Why cmomy?#

\[\newcommand{\ave}[1]{\langle{#1}\rangle}\]

We wish to calculate moments of the form \(\ave{x}\) and \(\ave{(\delta x)^k}\), \(\delta x = (x - \ave{x})\), where, in general we define averages of the form.

\[ \ave{x} = \frac{\sum_i w_i x_i}{\sum_i w_i} \]
\[ \ave{(\delta x)^k} = \frac{\sum_i w_i (x_i - \ave{x})^k}{\sum_i w_i} \]

where \(w_i\) are weights associated with each sample \(x_i\). In the simple case, \(w_i = 1\). To calculate a central moment with \(k > 1\), we have some choices.

  1. First calculate \(\ave{x}\), then use the above formula.

  • Downside: requires two passes through the data.

  • Upside: numerically stable.

  1. Expand out the central moment to raw moments. For example \(\ave{(x - \ave{x})^2} = \ave{x^n} - \ave{x}^2\). These raw moments can be calculated directly in one pass.

An example#

In what follows, we’ll arrange data in the from output[moment] where output[0] = {total weight}, output[1] = {average value}, output[k > 1] = {kth order central moment}. We can generate the central moments using the following functions

def cmom_1(x, axis=0, mom=3):
    """Create central moments using stable method"""
    # output shape
    shape = x.shape[:axis] + x.shape[axis + 1 :] + (mom + 1,)
    output = np.zeros(shape, dtype=x.dtype)

    output[..., 0] = x.shape[axis]
    output[..., 1] = x.mean(axis=axis)

    # moments [2 -> mom]
    output[..., 2:] = (
        (x - x.mean(axis=axis, keepdims=True))[..., None] ** np.arange(2, mom + 1)
    ).mean(axis=axis)
    return output


def cmom_2(x, axis=0, mom=3):
    if mom > 3:
        raise ValueError

    shape = x.shape[:axis] + x.shape[axis + 1 :] + (mom + 1,)

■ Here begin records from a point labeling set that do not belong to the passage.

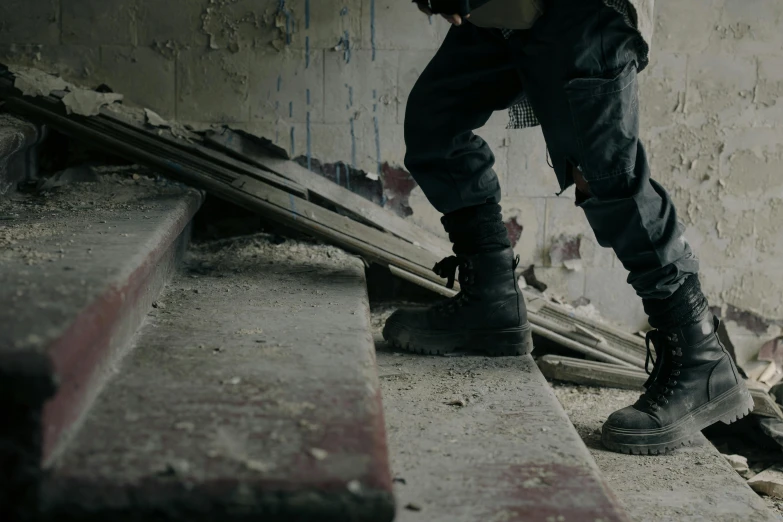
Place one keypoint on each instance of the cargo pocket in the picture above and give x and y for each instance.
(605, 113)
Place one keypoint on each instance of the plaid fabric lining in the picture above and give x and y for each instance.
(521, 114)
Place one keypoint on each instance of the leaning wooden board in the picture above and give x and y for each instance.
(279, 189)
(592, 373)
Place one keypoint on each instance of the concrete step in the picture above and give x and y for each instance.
(477, 438)
(250, 394)
(694, 484)
(18, 160)
(79, 269)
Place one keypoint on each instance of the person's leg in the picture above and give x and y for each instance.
(579, 66)
(470, 77)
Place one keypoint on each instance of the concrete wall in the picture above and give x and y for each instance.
(329, 79)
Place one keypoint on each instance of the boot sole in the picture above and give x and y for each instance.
(726, 408)
(504, 342)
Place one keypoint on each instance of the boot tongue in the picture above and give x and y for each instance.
(692, 334)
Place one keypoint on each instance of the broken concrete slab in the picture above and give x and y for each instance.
(18, 138)
(595, 373)
(740, 465)
(694, 484)
(281, 197)
(479, 438)
(78, 272)
(769, 482)
(251, 394)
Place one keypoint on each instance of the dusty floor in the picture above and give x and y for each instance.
(689, 485)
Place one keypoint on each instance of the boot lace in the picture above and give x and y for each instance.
(666, 368)
(447, 269)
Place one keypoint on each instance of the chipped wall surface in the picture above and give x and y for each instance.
(328, 80)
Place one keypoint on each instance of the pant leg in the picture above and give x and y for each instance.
(470, 77)
(579, 67)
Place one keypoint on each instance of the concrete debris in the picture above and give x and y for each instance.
(77, 100)
(565, 252)
(773, 428)
(768, 482)
(80, 174)
(34, 82)
(531, 280)
(88, 103)
(318, 453)
(154, 119)
(772, 351)
(740, 465)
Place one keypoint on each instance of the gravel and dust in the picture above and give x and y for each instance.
(693, 484)
(29, 219)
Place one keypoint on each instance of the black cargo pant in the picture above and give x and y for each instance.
(578, 67)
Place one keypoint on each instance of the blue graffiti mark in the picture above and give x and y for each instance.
(372, 27)
(281, 9)
(309, 144)
(377, 144)
(353, 145)
(347, 47)
(292, 205)
(293, 142)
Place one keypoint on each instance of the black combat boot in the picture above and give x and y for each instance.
(694, 384)
(488, 314)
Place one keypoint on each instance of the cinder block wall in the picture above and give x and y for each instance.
(329, 79)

    output = np.zeros(shape, dtype=x.dtype)

    output[..., 0] = x.shape[axis]

    # higher order raw moments
    raws = (x[..., None] ** np.arange(0, mom + 1)).mean(axis=axis)

    output[..., 1] = raws[..., 1]
    if mom > 1:
        # <(x - <x>)**2> = <x**2> - <x>**2
        output[..., 2] = raws[..., 2] - raws[..., 1] ** 2

    if mom > 2:
        # <(x - <x>)**3> = <x**3> - 3<x**2><x> + 2<x>**3
        output[..., 3] = (
            raws[..., 3] - 3 * raws[..., 2] * raws[..., 1] + 2 * raws[..., 1] ** 3
        )

    return output
import numpy as np

rng = np.random.default_rng(seed=0)

n = 1000
x = rng.random(n)

m1 = cmom_1(x)
m2 = cmom_2(x)
# same values
np.testing.assert_allclose(m1, m2)

OK, great. But what if we have unscaled data? For example, setting \(y = a x + b\) gives \(\ave{y} = a \ave{x} + b\), but for central moments, \(\ave{(y - \ave{y})^n} = \ave{(a x - b - \ave{a x - b})^n} = a^n \ave{(\delta x)^n}\)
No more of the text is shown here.